A Search request is then transmitted from the Origin ("OK — can I have everything you've got about a place called 'Bath'?"), and is responded to by the Target ("I've got 25 records matching your request, and here are the first five. As you didn't specify anything else, I've sent them to you in MARC format, so I hope that's OK").
Finally, the Origin uses Present to ask for the data they want ("25, eh? Can I have the first ten, please. Oh, and I don't really like MARC. If you can send me some Dublin Core that would be great, and if not I'll settle for some unstructured text (SUTRS)"), resulting in the transmission of the records themselves from the Target.
Ah... Now I understand...
That's all very well, and probably even appears pretty straightforward. However, there's just a little more that needs to be covered before you can join the ranks of the Z-cognoscenti.

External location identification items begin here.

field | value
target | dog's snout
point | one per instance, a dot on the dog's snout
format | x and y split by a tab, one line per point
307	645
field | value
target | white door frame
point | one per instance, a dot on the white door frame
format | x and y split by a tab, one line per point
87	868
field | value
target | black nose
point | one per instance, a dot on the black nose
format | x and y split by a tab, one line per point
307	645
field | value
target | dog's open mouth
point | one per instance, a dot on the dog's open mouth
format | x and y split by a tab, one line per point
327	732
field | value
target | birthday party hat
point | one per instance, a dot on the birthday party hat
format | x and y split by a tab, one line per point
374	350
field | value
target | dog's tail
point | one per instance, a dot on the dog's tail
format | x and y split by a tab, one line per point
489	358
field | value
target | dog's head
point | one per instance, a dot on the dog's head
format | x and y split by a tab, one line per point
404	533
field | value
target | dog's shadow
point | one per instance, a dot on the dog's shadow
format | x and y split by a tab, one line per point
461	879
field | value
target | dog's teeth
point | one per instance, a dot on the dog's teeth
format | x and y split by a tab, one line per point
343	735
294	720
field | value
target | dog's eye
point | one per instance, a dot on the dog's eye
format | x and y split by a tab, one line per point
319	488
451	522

The manner in which the Search process is governed is closely linked to the Attribute Sets being used by both Origin and Target. An Attribute Set is, as the name suggests, a set of attributes. Each of these attributes can have one of several values, and these values govern the manner in which a search proceeds.
Perhaps the best known Attribute Set is Bib-1 , an Attribute Set originally designed for bibliographic resources but now commonly used for a wide range of applications.
Bib-1 comprises six groupings of attributes, or Attribute Types. These are
- Use Attributes, which define the access points for a search (title, author, subject, etc.)
- Relation Attributes, which determine how the search term entered by the user relates to values stored in the database index (less than, greater than, equal to, phonetically matched, etc.)
- Truncation Attributes, which define which part of the value stored in an index is to be searched (the beginning of any word in the field, the end of any word in the field, etc.). i.e. on a search for 'Smith', does the stored value start with 'Smith', end with 'Smith', or something else entirely?
- Completeness Attributes, which specify whether or not a search term can be the only value in an index.
- Position Attributes, which specify where in an index field the search term should occur (at the beginning, anywhere, etc.)
- Structure Attributes, which specify the form to be searched for (a word, a phrase, a date, etc.)
Attention normally only focuses upon discussion of Use Attributes, but it is important to correctly set values for the other five attribute types as well if a search is to have maximum value. These other attribute types are frequently interpreted differently by the suppliers and specifiers of Z39.50 systems, making it difficult for users to interoperate with 'unknown' systems from a vendor with which they are unfamiliar. Work on Profiles such as the Bath Profile (see below) has gone some way towards standardizing the setting of all these attribute types, thus increasing the likelihood of reliable searches across a wide range of Z39.50 systems.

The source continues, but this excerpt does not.